Lectura del manifiesto.

La Plataforma de Hepatitis C recuerda que este virus «mata»

  • En un manifiesto vuelve a denunciar que el tratamiento no llega a todos «por intereses con las industrias farmacéuticas»

La Plataforma de Afectados por Hepatitis C de Salamanca, con sus camisetas rojas que identifican su lucha, volvió a salir a la calle para defender los intereses de estos enfermos, que a día de hoy, «es recibir el tratamiento para curarse», detalló la portavoz, Esther Mate.
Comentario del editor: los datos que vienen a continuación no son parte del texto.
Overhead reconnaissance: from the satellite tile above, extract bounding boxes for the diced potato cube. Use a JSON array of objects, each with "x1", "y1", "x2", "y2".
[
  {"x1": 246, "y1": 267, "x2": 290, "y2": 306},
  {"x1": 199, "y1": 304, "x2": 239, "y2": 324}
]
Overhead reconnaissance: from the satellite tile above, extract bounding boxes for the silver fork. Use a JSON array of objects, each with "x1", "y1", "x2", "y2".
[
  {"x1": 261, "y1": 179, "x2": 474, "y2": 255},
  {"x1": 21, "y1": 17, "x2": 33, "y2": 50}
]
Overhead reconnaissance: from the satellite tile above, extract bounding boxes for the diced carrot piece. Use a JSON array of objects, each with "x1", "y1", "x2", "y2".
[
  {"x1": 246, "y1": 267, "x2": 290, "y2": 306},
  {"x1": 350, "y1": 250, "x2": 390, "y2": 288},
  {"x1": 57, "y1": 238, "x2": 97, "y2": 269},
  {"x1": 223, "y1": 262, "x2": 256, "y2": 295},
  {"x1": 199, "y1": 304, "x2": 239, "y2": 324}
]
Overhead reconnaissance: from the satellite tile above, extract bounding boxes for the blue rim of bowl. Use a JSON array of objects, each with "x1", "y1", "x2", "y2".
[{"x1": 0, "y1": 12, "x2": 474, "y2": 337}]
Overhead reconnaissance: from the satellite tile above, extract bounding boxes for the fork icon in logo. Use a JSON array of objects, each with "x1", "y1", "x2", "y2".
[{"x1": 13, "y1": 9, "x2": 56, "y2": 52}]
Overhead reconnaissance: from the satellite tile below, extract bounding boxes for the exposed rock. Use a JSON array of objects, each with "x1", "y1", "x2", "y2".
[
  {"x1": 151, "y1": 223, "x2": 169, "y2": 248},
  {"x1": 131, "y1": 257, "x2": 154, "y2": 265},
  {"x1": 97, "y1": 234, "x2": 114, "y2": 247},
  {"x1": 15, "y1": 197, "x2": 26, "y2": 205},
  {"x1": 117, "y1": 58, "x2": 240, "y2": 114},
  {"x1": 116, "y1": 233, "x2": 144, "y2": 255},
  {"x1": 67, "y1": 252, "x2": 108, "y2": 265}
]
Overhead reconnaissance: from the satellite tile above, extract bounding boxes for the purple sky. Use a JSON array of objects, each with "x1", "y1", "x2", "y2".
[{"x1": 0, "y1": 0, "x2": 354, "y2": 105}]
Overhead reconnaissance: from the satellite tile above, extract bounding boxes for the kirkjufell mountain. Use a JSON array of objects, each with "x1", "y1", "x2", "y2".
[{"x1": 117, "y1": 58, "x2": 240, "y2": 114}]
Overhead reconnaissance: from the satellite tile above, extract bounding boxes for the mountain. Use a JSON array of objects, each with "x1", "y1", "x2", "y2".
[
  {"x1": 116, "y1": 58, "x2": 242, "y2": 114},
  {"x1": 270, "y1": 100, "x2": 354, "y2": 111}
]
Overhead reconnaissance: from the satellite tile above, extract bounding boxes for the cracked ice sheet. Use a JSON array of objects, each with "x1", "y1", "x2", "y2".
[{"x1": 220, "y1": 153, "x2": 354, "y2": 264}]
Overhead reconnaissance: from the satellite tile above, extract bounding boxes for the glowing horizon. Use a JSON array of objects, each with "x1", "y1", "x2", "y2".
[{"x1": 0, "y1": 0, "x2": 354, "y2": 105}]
En el Día Internacional del Activista frente a la Hepatitis C, leyeron un comunicado entre varios integrantes de la plataforma para que nadie olvide su lucha en defensa de los más desprotegidos, en este caso, centrada en los infectados con el virus de hepatitis C.

Para Esther Mate, las industrias farmacéuticas son las que están dirigiendo el sistema nacional de salud, «venden fármacos caros y hay puertas giratorias».

Por otra parte, subrayó que desde la plataforma, no van a parar de hacer la función, «que debería de hacer el Ministerio de Sanidad, como son las campañas de prevención, porque esta enfermedad mata, esto no es un catarro, que te va deteriorando y acabas por necesitar un trasplante, y no todo el mundo accede a ello», lamentó.

Respecto a la postura de la Consejería de Sanidad de la Junta de Castilla y León, Esther Mate consideró que sigue el dictamen del Ministerio, «y tampoco se puede obviar que tienen un presupuesto a dividir entre muchas cosas». En este sentido, la portavoz insistió en que los presupuestos para la hepatitis C «son una ridiculez, no pueden sacar pecho cuando se está tratando a un mínimo por ciento de la población afectada, o no se están buscando a la población enferma, y esto es un problema de salud pública que se puede acabar en el momento que les de la gana, pagando un precio justo, o el genérico».

En cuanto al compromiso de esta plataforma, como concretó Mate, «seguiremos en la calle y dando ‘caña’ a las administraciones, entre otras iniciativas, volviendo a solicitar el acceso a la cárcel de Topas para poder entrar a dar charlas informativas a los presos».